Contents
The following logs are created by Coordinating Node services:
/var/log/dataone/replicate/cn-replication.log
/var/log/dataone/synchronize/cn-synchronization.log
TODO: Need a complete list of logs on the CNS
Step 0. If hostname -i
does not report the public IP address of the
system, then edit /etc/hosts
and set the public IP there. For example, on
cn-dev, hostname -i
reported 127.0.1.1. The hosts file was updated with
the correct value:
127.0.0.1 localhost
#127.0.1.1 cn-dev.dataone.org cn-dev
128.111.220.50 cn-dev.dataone.org cn-dev
...
See: http://docs.oracle.com/javase/1.5.0/docs/guide/management/faq.html#linux1
In this example, d1-processing is enabled for JMX monitoring.

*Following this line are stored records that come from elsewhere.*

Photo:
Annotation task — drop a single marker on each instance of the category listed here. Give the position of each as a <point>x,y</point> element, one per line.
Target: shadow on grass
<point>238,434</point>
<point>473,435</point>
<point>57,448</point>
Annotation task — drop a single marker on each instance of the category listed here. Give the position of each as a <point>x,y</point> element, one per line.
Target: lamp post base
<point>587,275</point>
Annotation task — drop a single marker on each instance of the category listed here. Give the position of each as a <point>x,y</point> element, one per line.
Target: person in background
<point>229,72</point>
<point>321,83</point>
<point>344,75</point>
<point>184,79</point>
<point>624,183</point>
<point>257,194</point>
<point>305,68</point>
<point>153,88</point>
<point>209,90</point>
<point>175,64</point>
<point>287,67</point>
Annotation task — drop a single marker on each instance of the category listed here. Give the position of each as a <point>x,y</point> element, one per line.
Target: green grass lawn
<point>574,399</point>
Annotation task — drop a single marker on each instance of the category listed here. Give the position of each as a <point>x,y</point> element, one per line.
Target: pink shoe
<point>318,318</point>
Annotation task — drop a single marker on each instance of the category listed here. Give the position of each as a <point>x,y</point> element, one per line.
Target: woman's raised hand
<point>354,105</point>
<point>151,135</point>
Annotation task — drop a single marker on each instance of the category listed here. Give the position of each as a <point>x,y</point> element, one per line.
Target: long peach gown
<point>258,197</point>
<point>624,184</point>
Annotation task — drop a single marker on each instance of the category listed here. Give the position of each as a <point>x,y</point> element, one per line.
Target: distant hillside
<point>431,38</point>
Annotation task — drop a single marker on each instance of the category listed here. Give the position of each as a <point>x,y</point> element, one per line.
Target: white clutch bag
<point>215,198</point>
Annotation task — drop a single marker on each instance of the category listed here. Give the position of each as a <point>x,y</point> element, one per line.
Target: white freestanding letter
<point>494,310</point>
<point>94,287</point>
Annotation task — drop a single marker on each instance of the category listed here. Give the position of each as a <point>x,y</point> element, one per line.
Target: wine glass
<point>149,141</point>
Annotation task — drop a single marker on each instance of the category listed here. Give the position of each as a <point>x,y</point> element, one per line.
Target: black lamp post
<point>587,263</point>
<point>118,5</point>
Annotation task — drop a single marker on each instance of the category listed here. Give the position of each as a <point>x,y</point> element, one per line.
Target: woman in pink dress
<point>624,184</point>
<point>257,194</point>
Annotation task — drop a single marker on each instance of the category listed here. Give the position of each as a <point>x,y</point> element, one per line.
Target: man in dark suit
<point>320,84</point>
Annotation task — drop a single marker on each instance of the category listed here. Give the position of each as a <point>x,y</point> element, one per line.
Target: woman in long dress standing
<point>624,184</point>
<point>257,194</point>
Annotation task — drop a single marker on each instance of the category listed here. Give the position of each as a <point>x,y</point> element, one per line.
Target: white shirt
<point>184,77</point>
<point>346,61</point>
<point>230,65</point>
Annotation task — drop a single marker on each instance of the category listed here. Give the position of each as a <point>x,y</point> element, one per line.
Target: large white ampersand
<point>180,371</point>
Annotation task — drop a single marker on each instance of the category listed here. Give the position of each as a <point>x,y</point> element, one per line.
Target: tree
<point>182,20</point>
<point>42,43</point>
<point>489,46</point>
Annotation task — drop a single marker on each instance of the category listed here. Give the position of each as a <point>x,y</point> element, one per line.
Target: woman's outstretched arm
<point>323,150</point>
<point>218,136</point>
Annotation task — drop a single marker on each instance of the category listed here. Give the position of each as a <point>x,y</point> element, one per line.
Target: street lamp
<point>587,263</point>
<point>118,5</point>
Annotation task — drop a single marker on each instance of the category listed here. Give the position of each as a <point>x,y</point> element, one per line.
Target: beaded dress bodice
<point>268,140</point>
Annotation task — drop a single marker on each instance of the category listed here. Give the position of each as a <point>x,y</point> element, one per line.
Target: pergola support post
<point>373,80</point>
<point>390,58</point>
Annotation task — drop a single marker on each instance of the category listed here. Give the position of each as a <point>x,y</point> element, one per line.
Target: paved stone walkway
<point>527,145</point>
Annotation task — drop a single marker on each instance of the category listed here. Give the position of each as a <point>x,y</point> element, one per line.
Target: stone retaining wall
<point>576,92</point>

Create the file /etc/dataone/process/jmx.passwd
with contents:
monitorRole {PASSWORD}
and the file /etc/dataone/process/jmx.access
with contents:
monitorRole readonly
Change owners of these to user tomcat6 and make them readable only by that user (has to be same user as process that will be launching the JMX service):
sudo chown tomcat6:tomcat6 /etc/dataone/process/jmx.*
sudo chmod 600 /etc/dataone/process/jmx.*
Shutdown d1-processing:
sudo /etc/init.d/d1-processing stop
now startup d1-processing with the JMX startup flags:
sudo env JAVA_OPTS="-Djava.awt.headless=true -Xmx4096M -Xms1024M \
-Dcom.sun.management.jmxremote \
-Dcom.sun.management.jmxremote.port=8010 \
-Dcom.sun.management.jmxremote.authenticate=true \
-Dcom.sun.management.jmxremote.ssl=false \
-Dcom.sun.management.jmxremote.password.file=/etc/dataone/process/jmx.passwd \
-Dcom.sun.management.jmxremote.access.file=/etc/dataone/process/jmx.access \
-Djava.rmi.server.hostname=128.111.220.50 \
-Dhazelcast.jmx=true" \
/etc/init.d/d1-processing start
Temporarily disable the firewall. This is necessary because even though the JMX service will listen on the specified port, the RMI service, which the JMX client will be directed to by the JMX service, will be listening on a random port:
sudo ufw disable
Open jconsole on your desktop, and select “Remote process”, entering in:
hostname:port
and the username “monitorRole” and the password specified in
/etc/dataone/process/jmx/passwd
.
After a couple of seconds the JMX client should be connected and start collecting statistics.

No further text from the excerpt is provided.